Btw, are these 45nm Fab or 32nm fab?(Zacate APU)


----------



## ssk_the_gr8 (Jan 9, 2011)

They are 40 nm half node


----------



## vickybat (Jan 11, 2011)

Check this out people. A glimpse of the upcoming mainstream platform.


----------



## Joker (Jan 11, 2011)

look who is scared: *Intel to Pay Nvidia $1,500,000,000 for Licensing*

Sounds like a bail out or an arranged marriage to reduce legal battles.


----------



## vickybat (Jan 11, 2011)

Expect some serious counterattack once these two giants join hands.


----------



## vickybat (Jan 15, 2011)

Brazos is launched in desktop platform.(nettop will be more appropriate)

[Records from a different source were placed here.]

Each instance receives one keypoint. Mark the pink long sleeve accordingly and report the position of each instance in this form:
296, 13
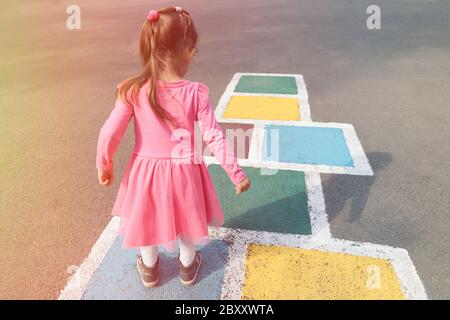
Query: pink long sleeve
213, 135
111, 134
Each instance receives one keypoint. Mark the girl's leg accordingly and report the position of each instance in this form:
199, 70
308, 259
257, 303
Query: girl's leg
187, 251
149, 255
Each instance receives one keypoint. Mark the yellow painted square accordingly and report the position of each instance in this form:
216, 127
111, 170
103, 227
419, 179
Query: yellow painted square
296, 274
262, 108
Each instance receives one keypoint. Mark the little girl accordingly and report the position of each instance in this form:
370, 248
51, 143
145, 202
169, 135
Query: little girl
166, 196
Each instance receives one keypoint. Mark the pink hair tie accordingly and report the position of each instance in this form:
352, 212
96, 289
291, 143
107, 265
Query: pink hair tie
153, 15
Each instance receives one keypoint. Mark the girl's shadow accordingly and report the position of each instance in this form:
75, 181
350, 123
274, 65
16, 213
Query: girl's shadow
338, 188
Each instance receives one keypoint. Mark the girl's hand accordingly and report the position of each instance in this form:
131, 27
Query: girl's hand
105, 178
242, 186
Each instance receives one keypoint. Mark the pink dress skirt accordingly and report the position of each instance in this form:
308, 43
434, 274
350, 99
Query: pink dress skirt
163, 194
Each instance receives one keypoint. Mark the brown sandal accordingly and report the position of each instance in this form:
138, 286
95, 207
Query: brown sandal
149, 275
188, 274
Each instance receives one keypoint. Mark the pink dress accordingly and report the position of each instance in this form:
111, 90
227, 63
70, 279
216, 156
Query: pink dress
166, 191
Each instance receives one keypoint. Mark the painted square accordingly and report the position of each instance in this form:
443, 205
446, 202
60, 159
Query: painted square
277, 273
276, 202
118, 279
262, 108
239, 137
266, 84
306, 145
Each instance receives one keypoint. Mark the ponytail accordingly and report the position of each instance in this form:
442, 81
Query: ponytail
155, 38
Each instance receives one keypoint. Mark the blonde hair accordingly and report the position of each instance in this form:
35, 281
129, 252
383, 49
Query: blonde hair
163, 42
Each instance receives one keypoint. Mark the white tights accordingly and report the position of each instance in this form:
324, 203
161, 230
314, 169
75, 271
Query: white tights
187, 252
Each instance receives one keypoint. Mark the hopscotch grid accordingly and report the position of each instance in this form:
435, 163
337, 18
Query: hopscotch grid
239, 239
409, 281
360, 166
302, 97
320, 227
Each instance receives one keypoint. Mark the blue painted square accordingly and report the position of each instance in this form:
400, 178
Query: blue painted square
118, 277
307, 145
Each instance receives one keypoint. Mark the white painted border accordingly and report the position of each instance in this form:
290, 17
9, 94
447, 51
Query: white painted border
302, 97
77, 284
409, 281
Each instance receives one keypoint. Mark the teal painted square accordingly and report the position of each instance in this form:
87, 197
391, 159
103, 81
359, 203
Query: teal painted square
266, 84
276, 202
307, 145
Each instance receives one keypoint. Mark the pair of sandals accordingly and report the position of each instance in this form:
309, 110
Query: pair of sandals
188, 274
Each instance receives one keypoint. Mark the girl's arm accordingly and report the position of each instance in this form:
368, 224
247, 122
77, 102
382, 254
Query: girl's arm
111, 134
213, 135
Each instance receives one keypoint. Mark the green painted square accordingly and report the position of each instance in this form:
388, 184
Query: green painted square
266, 84
275, 203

The Asrock E350MI Micro-ITX board is reviewed in tomshardware.

Check this


----------



## ico (Feb 1, 2011)

The Brazos Review: AMD's E-350 Supplants ION for mini-ITX - AnandTech :: Your Source for Hardware Analysis and News


----------



## ico (Mar 17, 2011)

Initial Desktop AMD "Llano" Lineup Will Include Five APUs - Documents - X-bit labs

*i51.tinypic.com/jhy3p3.png


----------



## The Sorcerer (Mar 17, 2011)

Speaking of APUs, I am currently reviewing a board with E-350 BTW:
*i1112.photobucket.com/albums/k500/HardwareBBQ/Gigabyte%20E350N-USB3/IMG_0089.jpg


----------



## vickybat (Mar 18, 2011)

^^ Eagerly waiting for your review.


----------



## Jaskanwar Singh (Mar 18, 2011)

The Sorcerer said:


> Speaking of APUs, I am currently reviewing a board with E-350 BTW:
> *i1112.photobucket.com/albums/k500/HardwareBBQ/Gigabyte%20E350N-USB3/IMG_0089.jpg



much awaited yaar, doing reviews is fun


----------



## The Sorcerer (Mar 18, 2011)

^^ heh, try doing 1-3 in a week's time. That's where the real fun starts .

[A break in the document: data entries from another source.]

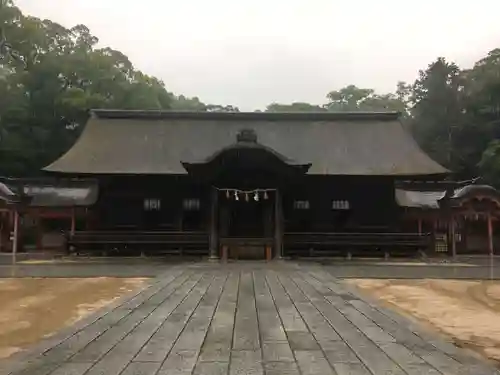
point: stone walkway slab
(247, 318)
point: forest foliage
(50, 76)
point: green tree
(57, 75)
(438, 111)
(354, 99)
(294, 107)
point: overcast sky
(252, 53)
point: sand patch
(34, 308)
(467, 311)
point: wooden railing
(311, 244)
(162, 241)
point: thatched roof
(152, 142)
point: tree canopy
(50, 76)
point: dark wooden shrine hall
(246, 184)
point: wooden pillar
(15, 236)
(39, 232)
(73, 221)
(278, 225)
(214, 240)
(452, 235)
(490, 235)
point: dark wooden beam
(278, 225)
(214, 240)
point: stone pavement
(246, 318)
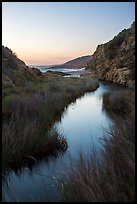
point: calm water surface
(83, 123)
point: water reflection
(84, 123)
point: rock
(115, 60)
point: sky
(43, 33)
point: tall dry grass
(110, 178)
(27, 132)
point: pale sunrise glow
(55, 32)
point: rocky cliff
(115, 60)
(15, 71)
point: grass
(112, 177)
(28, 118)
(119, 102)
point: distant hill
(115, 60)
(77, 63)
(14, 70)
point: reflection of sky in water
(82, 123)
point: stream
(84, 122)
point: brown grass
(110, 179)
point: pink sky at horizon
(43, 33)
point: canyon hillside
(115, 60)
(14, 70)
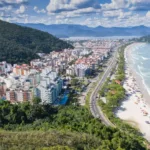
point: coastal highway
(95, 109)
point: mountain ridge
(21, 44)
(75, 30)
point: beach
(135, 109)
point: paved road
(95, 109)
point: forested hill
(20, 44)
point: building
(49, 88)
(82, 70)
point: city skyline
(109, 13)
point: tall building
(82, 70)
(49, 88)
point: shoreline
(138, 78)
(135, 109)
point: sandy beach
(135, 109)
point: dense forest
(20, 44)
(25, 126)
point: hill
(71, 30)
(20, 44)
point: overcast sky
(85, 12)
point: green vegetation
(34, 126)
(21, 44)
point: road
(94, 107)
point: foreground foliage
(41, 121)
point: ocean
(140, 55)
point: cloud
(57, 6)
(13, 3)
(21, 9)
(38, 10)
(139, 5)
(127, 4)
(116, 13)
(148, 14)
(115, 4)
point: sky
(108, 13)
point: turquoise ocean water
(140, 55)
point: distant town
(44, 78)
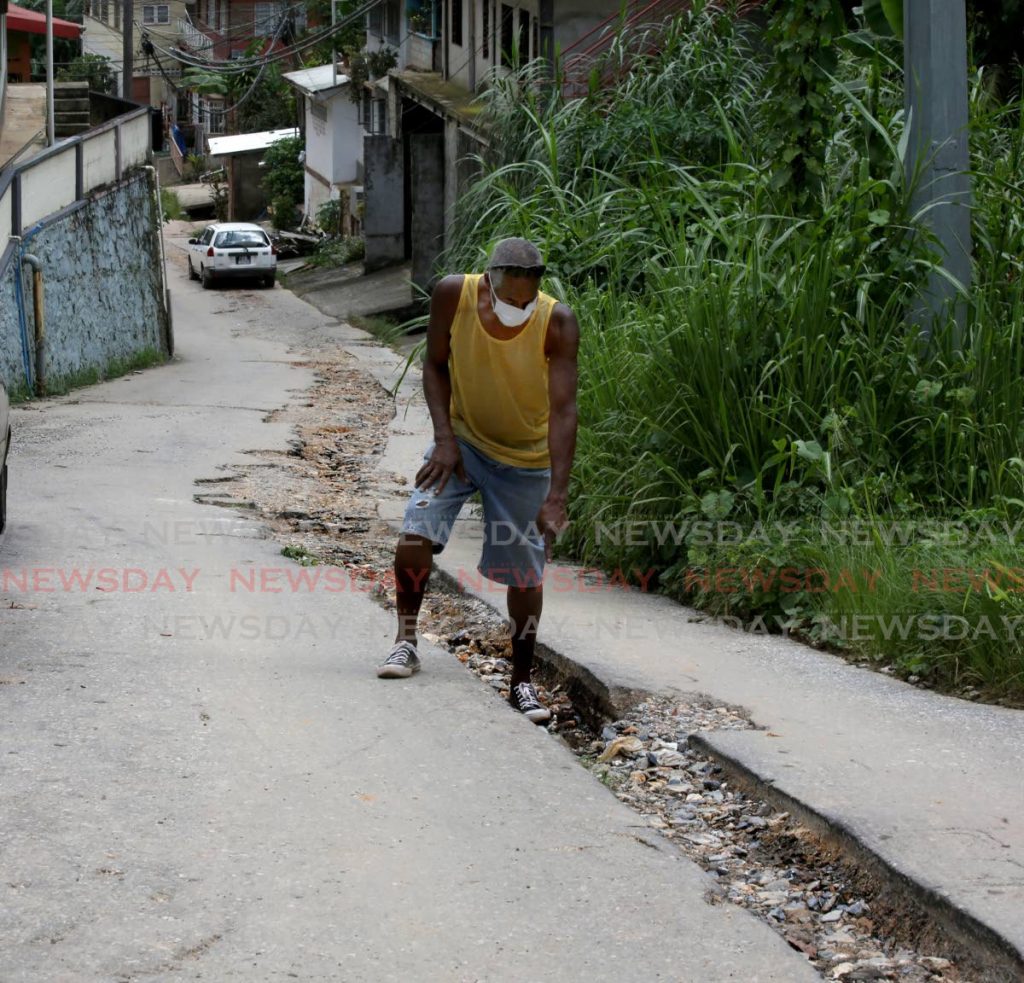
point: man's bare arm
(563, 347)
(437, 386)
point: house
(241, 156)
(153, 74)
(20, 26)
(334, 140)
(421, 121)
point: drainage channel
(851, 924)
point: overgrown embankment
(759, 424)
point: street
(202, 777)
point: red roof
(30, 22)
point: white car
(232, 251)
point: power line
(238, 66)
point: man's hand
(445, 458)
(552, 520)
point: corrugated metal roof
(241, 142)
(318, 79)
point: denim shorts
(513, 546)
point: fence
(67, 172)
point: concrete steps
(71, 109)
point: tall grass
(741, 362)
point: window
(422, 17)
(508, 33)
(242, 239)
(378, 117)
(157, 13)
(457, 23)
(375, 20)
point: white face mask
(509, 314)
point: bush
(170, 206)
(283, 211)
(338, 251)
(94, 69)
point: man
(500, 379)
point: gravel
(317, 501)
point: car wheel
(3, 497)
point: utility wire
(238, 66)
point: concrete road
(201, 780)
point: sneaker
(401, 661)
(523, 697)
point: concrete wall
(102, 285)
(246, 198)
(383, 223)
(334, 137)
(427, 153)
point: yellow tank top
(500, 386)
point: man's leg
(413, 560)
(524, 606)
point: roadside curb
(972, 941)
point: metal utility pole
(50, 128)
(936, 99)
(127, 48)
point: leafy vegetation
(747, 362)
(94, 69)
(170, 206)
(285, 179)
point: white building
(334, 137)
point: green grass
(145, 358)
(743, 362)
(300, 554)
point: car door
(199, 250)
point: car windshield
(241, 238)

She's pretty okay. Just as a rough indication of how E-350 rolls while we're still in the APU topic, with 1080p MKV running in the background, a 2.63GB file filled with folders and images of random sizes and resolutions taken about 1.24 hours to complete compression, 1.02 hours with 720p and 29 minutes without doing any playback. There were stutters on 1080p and 720p when files where being compressed at the same time. But it did 1080p playback on its own nicely so its all A-OK.


----------



## Jaskanwar Singh (Mar 18, 2011)

^i understand your condition


----------